Ziganda, cuya experiencia como entrenador de Primera se fraguó en Osasuna y Xerez, sin resultados significativos o aportaciones técnicas que reseñar, ha dirigido durante varios años al Bilbao Athletic, filial cuya gestión y exigencias no se parecen en nada a las de un Primera. Erróneamente en el club rojiblanco y en su entorno se ha dado por hecho que, de la misma forma que para los jugadores, también para los entrenadores debía ser un trampolín al primer equipo, y el tiempo ha demostrado que a los perfiles de uno y otro banquillo les diferencian los suficientes matices como para que el salto de uno a otro no sea automático.

Adiós a la imaginación del filial

Sin embargo, y aunque la apuesta parecía conservadora con un entrenador de perfil bajo, en su declaración de intenciones Ziganda abogó por el espectáculo y el dominio del balón para tratar de imponer siempre un estilo vivo y alegre. Y era de suponer que se refería al mismo desparpajo con el que estaba jugando su Bilbao Athletic.

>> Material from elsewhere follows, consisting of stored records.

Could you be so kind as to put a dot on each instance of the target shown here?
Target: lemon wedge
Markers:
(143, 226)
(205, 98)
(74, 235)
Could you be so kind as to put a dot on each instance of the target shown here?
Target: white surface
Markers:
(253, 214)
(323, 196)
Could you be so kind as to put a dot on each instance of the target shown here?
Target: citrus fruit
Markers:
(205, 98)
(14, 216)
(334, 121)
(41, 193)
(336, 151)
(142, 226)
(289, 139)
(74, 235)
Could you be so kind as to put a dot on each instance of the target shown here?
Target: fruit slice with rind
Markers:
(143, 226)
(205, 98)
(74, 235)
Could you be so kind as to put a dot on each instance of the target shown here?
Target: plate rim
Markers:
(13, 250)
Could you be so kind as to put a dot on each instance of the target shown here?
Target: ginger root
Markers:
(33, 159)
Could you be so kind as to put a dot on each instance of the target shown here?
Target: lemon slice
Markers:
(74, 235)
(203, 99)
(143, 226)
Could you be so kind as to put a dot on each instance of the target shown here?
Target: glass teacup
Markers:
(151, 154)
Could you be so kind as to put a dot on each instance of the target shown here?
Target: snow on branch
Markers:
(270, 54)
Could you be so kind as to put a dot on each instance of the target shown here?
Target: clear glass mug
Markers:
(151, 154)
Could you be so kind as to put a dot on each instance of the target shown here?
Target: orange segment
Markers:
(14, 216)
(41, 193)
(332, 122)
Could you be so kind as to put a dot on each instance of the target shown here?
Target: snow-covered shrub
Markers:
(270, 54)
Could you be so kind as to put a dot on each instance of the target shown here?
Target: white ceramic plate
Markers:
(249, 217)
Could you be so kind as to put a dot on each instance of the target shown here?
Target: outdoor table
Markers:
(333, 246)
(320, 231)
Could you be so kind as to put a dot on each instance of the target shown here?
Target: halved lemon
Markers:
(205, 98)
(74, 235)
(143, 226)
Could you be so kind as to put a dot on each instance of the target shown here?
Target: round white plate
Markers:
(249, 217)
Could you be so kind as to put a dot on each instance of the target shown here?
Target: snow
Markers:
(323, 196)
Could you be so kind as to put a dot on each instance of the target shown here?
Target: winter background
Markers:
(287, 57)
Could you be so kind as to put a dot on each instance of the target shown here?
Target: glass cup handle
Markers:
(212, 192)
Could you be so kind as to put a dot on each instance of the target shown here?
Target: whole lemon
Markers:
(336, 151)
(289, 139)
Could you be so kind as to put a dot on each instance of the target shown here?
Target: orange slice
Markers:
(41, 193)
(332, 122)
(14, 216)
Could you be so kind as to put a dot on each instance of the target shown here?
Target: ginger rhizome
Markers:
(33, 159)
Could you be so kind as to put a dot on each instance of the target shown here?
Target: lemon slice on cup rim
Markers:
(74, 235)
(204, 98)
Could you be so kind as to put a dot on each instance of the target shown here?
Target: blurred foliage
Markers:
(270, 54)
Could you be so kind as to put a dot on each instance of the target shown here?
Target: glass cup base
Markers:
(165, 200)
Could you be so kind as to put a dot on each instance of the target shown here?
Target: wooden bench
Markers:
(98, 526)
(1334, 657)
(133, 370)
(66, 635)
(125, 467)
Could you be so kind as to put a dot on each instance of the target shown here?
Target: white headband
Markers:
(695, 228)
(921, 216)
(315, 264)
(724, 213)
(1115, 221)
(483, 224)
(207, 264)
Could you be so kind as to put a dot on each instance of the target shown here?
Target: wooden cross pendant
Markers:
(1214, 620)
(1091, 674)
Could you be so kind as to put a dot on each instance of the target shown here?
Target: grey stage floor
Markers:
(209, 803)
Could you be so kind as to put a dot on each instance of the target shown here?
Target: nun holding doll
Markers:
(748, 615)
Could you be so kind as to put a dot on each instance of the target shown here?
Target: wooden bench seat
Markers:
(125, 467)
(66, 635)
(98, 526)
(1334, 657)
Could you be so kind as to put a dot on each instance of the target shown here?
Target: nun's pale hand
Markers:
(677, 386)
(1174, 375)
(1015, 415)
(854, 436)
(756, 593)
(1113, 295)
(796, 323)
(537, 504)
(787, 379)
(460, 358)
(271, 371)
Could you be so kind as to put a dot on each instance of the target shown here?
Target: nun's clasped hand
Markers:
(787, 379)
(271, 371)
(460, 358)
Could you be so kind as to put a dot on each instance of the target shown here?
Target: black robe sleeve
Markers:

Pero una cosa fueron las declaraciones públicas y otra lo que se empezó a ver en el campo desde el primer partido. Músculo en el centro y mareo de balón entre centrales, laterales y portero a la espera de que se abriera el rival y resolviera una galopada de Williams o un cabezazo de Aduriz o Raúl.

Un abismo entre el dicho y el hecho. Atenazado por el miedo al fracaso, Ziganda hizo recular al equipo reforzándolo por detrás con lo que se tapó la cabeza con la manta y dejó los pies al aire. Ha ganado en consistencia defensiva, pero no le mete un gol al arco iris y, lo que es peor y mantiene a los aficionados al borde del golpe de estado, aburre a las ovejas. La situación llegó al límite en el partido contra el Eibar en San Mamés con el Athletic defendiendo un empate ante los suyos y Ziganda justificándolo sin el más mínimo rubor diciendo que el equipo se le había partido. Metió a Vesga por Susaeta a falta de 5 minutos y reconoció que, si por él hubiera sido, lo hubiera cambiado antes. Vamos, que le dio apuro.

Ante el Girona era de suponer que cambiaría el cromo de Laporte por el de Martínez, pero no, su salto mortal al vacío sin red fue monumental. Sin exagerar, de dimensiones bíblicas. Posiblemente, ni Clemente ni Mourinho se hubieran atrevido a tanto. Ha sido un movimiento inexplicable, que amenaza con repetir y con el que, además, ha traicionado su supuesta filosofía, aquella que dejó traslucir el día de su presentación, el pasado 25 de mayo, cuando destacó la importancia de ganar, pero matizó que era todavía más importante «cómo queremos ganar» y respondió él mismo a la pregunta diciendo que «siendo un equipo agresivo, valiente, que no especula y va a por todo». Algo no cuadra.